AIB and BoI mull Government bonds move after Davy exit
AIB looking to get back into market as part of planned repurchase of Goodbodys – sources
Bank of Ireland CEO Francesca McDonagh. Some industry observers say the bank’s move to assess the possibility of becoming a primary dealer may be part of the group’s plan to acquire Davy.
AIB and Bank of Ireland are looking into the prospect of becoming primary dealers in Government bonds, as Davy’s exit from this business in the wake of a trade scandal has left the State with no domestic financial house that is approved to be involved in the sale of debt for the State.
AIB, which was among a group of initial primary dealers when the National Treasury Management Agency (NTMA) was established in 1990 before resigning in 2005 as the level of government debt issuance slumped during the boom years, is looking to get back into this market as part of its planned repurchase of Goodbody Stockbrokers, according to sources.

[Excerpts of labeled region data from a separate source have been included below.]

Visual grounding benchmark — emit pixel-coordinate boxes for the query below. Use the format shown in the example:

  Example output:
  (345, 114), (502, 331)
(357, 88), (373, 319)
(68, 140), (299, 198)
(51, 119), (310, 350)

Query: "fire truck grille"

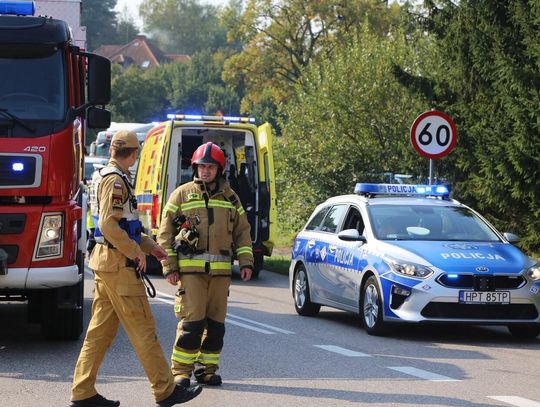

Goodbody has a small two-man bond desk. Primary dealers typically break even at best handling regular auctions, but stand to make considerable amounts in fees in managing larger bond sales, or what are known as syndicated bond deals.
Davy, which was essentially fired as a primary dealer by the NTMA last month, would have made about €4.5 million in fees from being one of six managers of such deals in three major bond sales since the start of 2020, through which the NTMA raised almost €16 billion, driven by the Government’s need for funds to deal with the spiralling costs of the Covid-19 pandemic.
An initial assessment by Goodbody for AIB, led by chief executive Colin Hunt, has concluded that it is imperative that the brokerage become a primary dealer in order to develop a credible bond, or fixed-income, offering for companies. It estimates that the firm would need to build up a small debt capital markets team to complement its equities business.
‘Serious consideration’ by BoI
Bank of Ireland, which lost its role in the primary dealership market with the sale of its former unit Davy back in 2006 to the brokerage’s management staff, has looked at a number of occasions over the past decade at getting into this market.
Sources say that the bank, led by CEO Francesca McDonagh, is giving the issue more serious consideration in the wake of Davy’s authorisation being withdrawn by the NTMA after the firm received a Central Bank fine and rebuke over a breach of market rules in a 2014 bond deal surrounding a junior Anglo Irish Bank bond. This prompted Davy to close its entire bond desk.
Davy was the only Irish-owned firm among the 15 primary dealers of Government bonds recognised by the NTMA.
Some industry observers say that Bank of Ireland’s move to assess the possibility of becoming a primary dealer may be part of the group’s plan to acquire Davy, which was put up for sale last month in the wake of the Anglo bond debacle.
Meanwhile, Business Post reported on Sunday that Davy has told potential buyers that it made almost €70 million of profits last year, as its capital markets business benefitted from handling equity raises by companies such as Ryanair, Flutter Entertainment and Smurfit Kappa.
The firm said in promotional material for its sale that its wealth management business grew assets under management by €3 billion in recent years to €16.5 billion, according to the report.
The company pays about 40 per cent of its profits to staff by way of bonuses. This would equate to a more than €25 million pot to be divided among 700 staff last year, it said.